While Arsham gets plenty of critical love for his work, he’s also developed some serious street cred.  When your films star actors like James Franco, Juliette Lewis, and Oscar winner Mahershala Ali, and you’re designing shoes for adidas, there’s little doubt you’ve transcended the traditional art world and cross-pollinated with pop culture.  Not an easy ask, especially given the art world’s tendency to snub its nose at other mediums.

“Pop culture is in some ways far more egalitarian than the art world,” Arsham says.  “I’m trying to investigate our current moment in time and the big ideas within our civilization.  I’ll do that through as many mediums as I can.”

The artist Daniel Arsham (right) and actor James Franco on set Photo: courtesy James Law

The Miami-raised, New York-based artist graduated from Manhattan’s Cooper Union in 2003.  While the private college at Cooper Square helped fuel Arsham’s inquisitive nature, his fascination with time crystallized when, at the age of 12, Hurricane Andrew destroyed his house and much of the community around him.  The disaster forced him to think about impermanence, the idea that everything is transient, that we are all essentially fossils or artifacts in waiting.

“Seeing architecture in a state of flux and movement, and in a state of decay and rebuilding after the storm, has influenced much of my practice – both in Snarkitecture and in my own work.”

Snarkitecture, a design studio co-founded in 2008 by Arsham and architect Alex Mustonen, reflects the artist’s appetite for interdisciplinary collaboration.  The name is drawn from Lewis Carroll’s The Hunting of The Snark, a poem describing the ‘impossible voyage of an improbable crew to find an inconceivable creature.’ The aim of Snarkitecture is to subvert existing materials within a space to find a new and imaginative purpose for that space.

“Snarkitecture fills a personal artistic need. There are some artists out there that can sit in a room and work and not care who ever sees it, but I am not that kind of artist,” Arsham explains. “I want to make work that people can engage with. The work is completed by people engaging with and experiencing it.”

~  ~  ~

Interrogating, disrupting, and transcending time is key to Arsham’s mission with 3018. The show’s items, each selected for its tie to a particular era or moment, have been dislodged from the past and projected into an imagined future – the eroded DeLorean from Back to the Future, the ‘60s Ferrari from Ferris Bueller’s Day Off, a pile of random objects which includes electric guitars, microphones, cell phones, cameras, tires, phones, and more – hallmarks that have become a defining characteristic of his practice.  For Arsham, his sculptures are ‘future artifacts,’ each appearing to be in a state of erosion, with wound-like craters disrupting their pristine facades.  A ball rack of basketballs made out of glinting crystal?  A McDonald’s sign cast in obsidian?  A pyramid of baseballs, each ball formed from a different material (volcanic ash, steel, and glacial rock dust, much of which he orders on eBay)?  It’s all part of Arsham’s authenticity.
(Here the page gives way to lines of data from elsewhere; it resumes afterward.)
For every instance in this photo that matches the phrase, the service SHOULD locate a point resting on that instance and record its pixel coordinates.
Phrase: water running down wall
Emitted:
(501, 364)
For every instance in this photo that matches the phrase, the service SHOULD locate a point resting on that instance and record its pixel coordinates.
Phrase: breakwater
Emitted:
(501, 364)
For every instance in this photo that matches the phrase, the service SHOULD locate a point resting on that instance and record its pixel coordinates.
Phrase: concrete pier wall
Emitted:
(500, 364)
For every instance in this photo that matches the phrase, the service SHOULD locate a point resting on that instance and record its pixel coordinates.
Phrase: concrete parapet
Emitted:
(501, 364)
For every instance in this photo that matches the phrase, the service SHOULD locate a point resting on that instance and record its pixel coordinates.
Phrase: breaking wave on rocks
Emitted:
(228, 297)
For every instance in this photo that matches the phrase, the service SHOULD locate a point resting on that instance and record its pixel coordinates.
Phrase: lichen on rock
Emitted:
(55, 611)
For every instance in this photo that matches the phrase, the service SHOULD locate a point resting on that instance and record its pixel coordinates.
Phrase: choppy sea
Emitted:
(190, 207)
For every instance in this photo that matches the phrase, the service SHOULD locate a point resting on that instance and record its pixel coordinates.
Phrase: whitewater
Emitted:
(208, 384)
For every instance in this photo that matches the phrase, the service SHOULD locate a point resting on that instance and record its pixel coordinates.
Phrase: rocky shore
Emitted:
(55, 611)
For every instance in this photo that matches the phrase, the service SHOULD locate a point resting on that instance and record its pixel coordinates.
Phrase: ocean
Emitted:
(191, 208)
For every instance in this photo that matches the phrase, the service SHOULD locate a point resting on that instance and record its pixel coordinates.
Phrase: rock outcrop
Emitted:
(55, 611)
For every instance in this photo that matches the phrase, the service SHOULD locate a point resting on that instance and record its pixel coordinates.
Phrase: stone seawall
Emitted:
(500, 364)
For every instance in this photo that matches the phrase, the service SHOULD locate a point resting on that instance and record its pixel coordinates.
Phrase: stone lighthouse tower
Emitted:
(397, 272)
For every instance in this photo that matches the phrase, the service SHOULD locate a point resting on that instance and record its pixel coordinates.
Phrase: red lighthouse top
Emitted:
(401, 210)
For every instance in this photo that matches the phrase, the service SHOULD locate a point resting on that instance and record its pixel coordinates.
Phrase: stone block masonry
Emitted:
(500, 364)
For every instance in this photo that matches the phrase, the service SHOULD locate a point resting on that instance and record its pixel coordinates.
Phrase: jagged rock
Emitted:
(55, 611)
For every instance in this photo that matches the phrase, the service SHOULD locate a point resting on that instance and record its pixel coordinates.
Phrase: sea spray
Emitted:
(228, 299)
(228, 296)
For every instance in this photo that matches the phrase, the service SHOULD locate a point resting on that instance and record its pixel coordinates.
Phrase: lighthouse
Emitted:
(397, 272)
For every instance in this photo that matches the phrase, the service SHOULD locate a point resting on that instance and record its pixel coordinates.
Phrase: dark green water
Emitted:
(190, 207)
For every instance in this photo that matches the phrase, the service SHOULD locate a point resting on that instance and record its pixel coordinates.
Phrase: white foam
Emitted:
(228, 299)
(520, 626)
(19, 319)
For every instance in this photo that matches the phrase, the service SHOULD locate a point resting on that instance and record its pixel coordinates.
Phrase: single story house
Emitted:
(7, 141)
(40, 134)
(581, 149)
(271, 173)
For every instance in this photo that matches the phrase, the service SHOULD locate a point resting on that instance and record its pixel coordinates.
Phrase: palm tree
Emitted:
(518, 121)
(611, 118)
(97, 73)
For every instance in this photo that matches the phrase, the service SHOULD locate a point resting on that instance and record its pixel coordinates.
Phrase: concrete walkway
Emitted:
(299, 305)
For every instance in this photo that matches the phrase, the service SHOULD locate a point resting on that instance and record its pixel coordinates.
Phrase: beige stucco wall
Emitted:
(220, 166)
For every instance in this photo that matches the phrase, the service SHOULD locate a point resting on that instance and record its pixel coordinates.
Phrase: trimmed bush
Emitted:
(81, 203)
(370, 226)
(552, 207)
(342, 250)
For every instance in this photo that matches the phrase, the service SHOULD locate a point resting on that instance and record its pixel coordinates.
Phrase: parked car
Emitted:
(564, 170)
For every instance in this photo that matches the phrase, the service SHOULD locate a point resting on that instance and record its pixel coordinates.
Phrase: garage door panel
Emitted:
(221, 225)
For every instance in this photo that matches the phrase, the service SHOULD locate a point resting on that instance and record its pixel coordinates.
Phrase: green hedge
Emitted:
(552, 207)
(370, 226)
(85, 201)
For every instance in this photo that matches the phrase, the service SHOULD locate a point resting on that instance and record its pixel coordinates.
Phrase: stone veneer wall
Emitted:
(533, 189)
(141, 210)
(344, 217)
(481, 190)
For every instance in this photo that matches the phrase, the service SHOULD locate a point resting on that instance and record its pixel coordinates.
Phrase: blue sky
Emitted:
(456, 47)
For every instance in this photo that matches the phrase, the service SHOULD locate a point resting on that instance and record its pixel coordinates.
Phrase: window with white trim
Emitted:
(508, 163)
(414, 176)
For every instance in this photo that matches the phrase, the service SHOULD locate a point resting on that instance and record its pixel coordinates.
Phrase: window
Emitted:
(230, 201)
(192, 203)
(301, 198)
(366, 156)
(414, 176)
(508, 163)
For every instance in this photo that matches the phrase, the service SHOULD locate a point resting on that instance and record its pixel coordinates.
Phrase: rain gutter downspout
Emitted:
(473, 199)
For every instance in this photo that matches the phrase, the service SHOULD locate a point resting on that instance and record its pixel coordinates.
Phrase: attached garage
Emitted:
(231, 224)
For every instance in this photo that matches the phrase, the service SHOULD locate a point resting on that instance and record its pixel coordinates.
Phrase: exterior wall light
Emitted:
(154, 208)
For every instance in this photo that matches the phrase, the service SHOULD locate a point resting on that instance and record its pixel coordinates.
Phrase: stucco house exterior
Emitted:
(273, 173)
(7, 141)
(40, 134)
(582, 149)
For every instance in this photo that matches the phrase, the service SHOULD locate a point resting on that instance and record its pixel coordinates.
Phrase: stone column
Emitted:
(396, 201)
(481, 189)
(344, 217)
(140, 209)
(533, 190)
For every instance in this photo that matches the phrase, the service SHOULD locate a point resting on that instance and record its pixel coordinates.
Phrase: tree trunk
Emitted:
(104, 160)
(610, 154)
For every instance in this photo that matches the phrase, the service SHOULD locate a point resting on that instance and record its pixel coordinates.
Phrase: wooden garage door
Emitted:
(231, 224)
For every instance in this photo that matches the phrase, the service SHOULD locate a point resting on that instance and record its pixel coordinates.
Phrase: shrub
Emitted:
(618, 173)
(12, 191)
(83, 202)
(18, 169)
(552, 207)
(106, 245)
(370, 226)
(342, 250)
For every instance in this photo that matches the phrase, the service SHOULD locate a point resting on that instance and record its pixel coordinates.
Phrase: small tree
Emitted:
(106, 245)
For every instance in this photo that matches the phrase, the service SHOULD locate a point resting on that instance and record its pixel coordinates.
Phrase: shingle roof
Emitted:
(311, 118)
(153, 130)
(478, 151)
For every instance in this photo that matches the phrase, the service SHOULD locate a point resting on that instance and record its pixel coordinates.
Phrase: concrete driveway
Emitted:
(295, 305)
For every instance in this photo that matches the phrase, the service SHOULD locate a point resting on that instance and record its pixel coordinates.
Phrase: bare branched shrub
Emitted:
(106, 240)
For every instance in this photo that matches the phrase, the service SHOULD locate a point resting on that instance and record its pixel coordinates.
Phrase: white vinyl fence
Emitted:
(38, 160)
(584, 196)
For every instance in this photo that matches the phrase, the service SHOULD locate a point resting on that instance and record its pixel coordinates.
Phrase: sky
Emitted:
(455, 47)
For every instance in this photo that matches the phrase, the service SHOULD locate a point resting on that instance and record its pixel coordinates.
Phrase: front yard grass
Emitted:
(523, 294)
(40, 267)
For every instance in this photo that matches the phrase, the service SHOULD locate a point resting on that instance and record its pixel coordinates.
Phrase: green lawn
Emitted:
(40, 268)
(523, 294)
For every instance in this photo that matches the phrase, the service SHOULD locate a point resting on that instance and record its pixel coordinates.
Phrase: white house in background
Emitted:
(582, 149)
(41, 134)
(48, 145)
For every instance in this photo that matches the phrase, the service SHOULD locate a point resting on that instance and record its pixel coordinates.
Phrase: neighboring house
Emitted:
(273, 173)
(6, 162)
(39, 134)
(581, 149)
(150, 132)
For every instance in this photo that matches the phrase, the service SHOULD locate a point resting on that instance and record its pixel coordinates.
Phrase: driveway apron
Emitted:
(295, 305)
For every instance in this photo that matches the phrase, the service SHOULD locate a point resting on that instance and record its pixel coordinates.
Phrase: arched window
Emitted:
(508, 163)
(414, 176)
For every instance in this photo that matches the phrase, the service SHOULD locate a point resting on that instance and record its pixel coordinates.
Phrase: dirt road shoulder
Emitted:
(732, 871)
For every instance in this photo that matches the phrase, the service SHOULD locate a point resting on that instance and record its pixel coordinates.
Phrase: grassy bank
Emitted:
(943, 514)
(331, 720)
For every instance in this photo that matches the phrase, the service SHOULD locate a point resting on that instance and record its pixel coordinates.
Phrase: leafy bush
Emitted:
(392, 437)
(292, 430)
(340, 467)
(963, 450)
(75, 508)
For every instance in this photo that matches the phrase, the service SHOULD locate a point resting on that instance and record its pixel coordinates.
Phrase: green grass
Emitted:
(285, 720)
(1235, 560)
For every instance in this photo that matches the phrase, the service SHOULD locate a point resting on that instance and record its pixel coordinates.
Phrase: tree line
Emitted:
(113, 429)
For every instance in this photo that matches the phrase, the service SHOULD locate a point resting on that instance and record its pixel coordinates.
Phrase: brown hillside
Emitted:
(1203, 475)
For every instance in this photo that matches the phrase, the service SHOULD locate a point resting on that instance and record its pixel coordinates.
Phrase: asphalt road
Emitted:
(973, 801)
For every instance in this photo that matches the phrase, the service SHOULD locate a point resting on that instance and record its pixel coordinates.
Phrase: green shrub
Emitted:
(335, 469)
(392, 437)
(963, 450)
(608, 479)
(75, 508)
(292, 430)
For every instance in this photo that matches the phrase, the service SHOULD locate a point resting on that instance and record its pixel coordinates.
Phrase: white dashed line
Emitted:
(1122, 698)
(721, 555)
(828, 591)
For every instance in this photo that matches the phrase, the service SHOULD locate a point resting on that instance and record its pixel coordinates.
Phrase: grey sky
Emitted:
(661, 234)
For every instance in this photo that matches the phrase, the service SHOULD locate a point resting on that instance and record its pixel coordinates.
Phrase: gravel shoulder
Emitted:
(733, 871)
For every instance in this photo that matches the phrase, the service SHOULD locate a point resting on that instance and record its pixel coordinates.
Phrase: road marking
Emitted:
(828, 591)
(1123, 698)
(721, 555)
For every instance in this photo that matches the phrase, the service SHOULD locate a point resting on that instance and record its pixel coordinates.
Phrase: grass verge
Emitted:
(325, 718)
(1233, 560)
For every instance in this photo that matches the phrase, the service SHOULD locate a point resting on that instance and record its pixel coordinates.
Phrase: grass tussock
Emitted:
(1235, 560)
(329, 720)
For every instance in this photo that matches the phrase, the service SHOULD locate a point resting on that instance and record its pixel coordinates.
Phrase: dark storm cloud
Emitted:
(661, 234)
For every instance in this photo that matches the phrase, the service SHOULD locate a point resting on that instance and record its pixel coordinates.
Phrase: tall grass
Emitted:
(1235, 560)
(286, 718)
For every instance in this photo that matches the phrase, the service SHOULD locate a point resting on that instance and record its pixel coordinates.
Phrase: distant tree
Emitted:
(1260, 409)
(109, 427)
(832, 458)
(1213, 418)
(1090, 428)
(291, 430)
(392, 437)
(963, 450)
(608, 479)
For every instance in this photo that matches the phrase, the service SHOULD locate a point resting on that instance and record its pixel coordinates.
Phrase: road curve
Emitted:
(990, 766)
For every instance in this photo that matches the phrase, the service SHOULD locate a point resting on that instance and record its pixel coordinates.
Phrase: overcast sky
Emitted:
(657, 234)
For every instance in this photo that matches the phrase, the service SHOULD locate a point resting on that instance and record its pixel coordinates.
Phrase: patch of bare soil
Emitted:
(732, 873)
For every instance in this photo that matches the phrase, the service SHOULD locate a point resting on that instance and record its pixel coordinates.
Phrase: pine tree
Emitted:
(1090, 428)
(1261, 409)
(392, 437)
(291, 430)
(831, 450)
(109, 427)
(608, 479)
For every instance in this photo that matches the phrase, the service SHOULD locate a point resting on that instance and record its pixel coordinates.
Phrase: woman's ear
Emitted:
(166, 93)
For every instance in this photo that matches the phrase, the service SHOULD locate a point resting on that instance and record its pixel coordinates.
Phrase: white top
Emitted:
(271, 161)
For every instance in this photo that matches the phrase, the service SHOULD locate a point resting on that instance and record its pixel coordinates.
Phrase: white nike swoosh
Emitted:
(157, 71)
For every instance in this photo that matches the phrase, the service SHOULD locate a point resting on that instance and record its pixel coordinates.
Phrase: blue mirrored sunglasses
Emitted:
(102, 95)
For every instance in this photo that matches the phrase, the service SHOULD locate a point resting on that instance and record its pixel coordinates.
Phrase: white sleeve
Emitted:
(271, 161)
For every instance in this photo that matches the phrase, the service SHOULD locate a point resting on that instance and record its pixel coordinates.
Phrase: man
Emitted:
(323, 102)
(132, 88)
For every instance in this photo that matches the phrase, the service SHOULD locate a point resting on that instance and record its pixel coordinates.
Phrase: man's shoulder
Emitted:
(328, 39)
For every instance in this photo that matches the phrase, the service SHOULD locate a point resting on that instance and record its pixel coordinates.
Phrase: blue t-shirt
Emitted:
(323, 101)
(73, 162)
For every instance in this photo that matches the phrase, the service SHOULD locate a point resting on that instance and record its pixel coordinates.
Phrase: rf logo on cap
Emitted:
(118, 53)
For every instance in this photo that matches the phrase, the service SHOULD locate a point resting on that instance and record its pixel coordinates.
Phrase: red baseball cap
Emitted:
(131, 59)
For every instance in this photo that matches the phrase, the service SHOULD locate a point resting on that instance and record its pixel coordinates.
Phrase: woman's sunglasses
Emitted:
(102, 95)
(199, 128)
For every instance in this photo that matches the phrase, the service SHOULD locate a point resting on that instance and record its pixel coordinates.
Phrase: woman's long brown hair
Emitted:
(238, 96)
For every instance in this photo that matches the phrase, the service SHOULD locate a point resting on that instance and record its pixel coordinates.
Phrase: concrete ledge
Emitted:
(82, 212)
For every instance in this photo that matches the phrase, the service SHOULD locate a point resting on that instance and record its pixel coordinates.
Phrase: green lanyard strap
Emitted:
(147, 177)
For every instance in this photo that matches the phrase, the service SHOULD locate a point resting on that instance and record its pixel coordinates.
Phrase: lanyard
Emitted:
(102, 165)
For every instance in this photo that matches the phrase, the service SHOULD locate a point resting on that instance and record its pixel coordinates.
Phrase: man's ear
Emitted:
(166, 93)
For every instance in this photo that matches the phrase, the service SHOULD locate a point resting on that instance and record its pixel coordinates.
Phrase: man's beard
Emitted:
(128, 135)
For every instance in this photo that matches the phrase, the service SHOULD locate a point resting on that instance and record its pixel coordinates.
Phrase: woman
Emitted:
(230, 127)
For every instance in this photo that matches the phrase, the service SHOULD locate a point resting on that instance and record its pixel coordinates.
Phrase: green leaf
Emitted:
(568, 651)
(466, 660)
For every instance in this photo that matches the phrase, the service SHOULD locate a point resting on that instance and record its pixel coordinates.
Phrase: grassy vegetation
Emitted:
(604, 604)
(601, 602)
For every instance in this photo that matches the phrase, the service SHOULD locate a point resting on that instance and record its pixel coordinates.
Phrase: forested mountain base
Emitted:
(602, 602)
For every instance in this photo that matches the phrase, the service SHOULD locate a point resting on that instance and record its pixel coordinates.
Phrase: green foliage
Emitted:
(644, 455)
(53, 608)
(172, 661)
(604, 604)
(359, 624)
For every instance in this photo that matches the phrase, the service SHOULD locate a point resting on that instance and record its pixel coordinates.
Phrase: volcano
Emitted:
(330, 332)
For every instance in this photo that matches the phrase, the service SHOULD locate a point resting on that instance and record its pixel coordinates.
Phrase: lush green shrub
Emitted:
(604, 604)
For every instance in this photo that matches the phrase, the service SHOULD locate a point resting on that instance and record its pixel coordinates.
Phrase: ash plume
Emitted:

Daniel Arsham’s Eroded Delorean, 2018.Photo by Guillaume Ziccarelli. Courtesy of Perrotin.

“It’s not a trick,” Arsham says. “Let’s say a camera gets calcified over a thousand years in crystal. It would look just like the one I made, and the materiality will be the same.”

Arsham’s fascination with time is the strand that connects his multidisciplinary art.  His production company, Film the Future, is home to a nine-part series of short films collectively titled Future RelicFuture Relic 01 was scored by hip-hop producer Swizz Beatz and has costuming by fashion designer Richard Chai.  Future Relic 02 stars actor and director James Franco, who plays the role of a worker who spends his days underground indexing and destroying objects from past society.  Future Relic 03 premiered at the 2015 TriBeCa Film Festival with music by Alexis Georgopoulos​, and stars Juliette Lewis in costuming by Richard Chai.  Other projects include a short film for Hennessy 250, and a short film for Jefferson Hack’s MOVEment series, shot in collaboration with fashion designer Calvin Klein, choreographer Jonah Bokaer, and ballet dancer Julie Kent.

“Working with film is similar to dance in some ways,” Arsham explains, “but film is infinitely more complex because you can watch it over and over again. You can pick things apart.”

The creatives behind Rules of the Game: Pharrell Williams, Daniel Arsham, Jonah Bokaer

Arsham’s collaborative spirit is reflected in a recent project, Rules of the Game, a multidisciplinary production with Pharrell and Bokaer.  Two years in the making, Rules highlights three mediums; art, music, and dance, all of it working and interacting with one another to assault the viewer’s senses.  Painstakingly ambitious, Rules of the Game is loosely based on Luigi Pirandello’s 1921 absurdist play Six Characters in Search of an Author.  It combines Arsham’s explosive visuals and design with Pharrell’s music, and dancers choreographed by Bokaer.  As grueling as it might be to get three distinct creative visions to work cohesively in one production, Rules is another example of Daniel Arsham’s cross-platform domination and resolute fearlessness.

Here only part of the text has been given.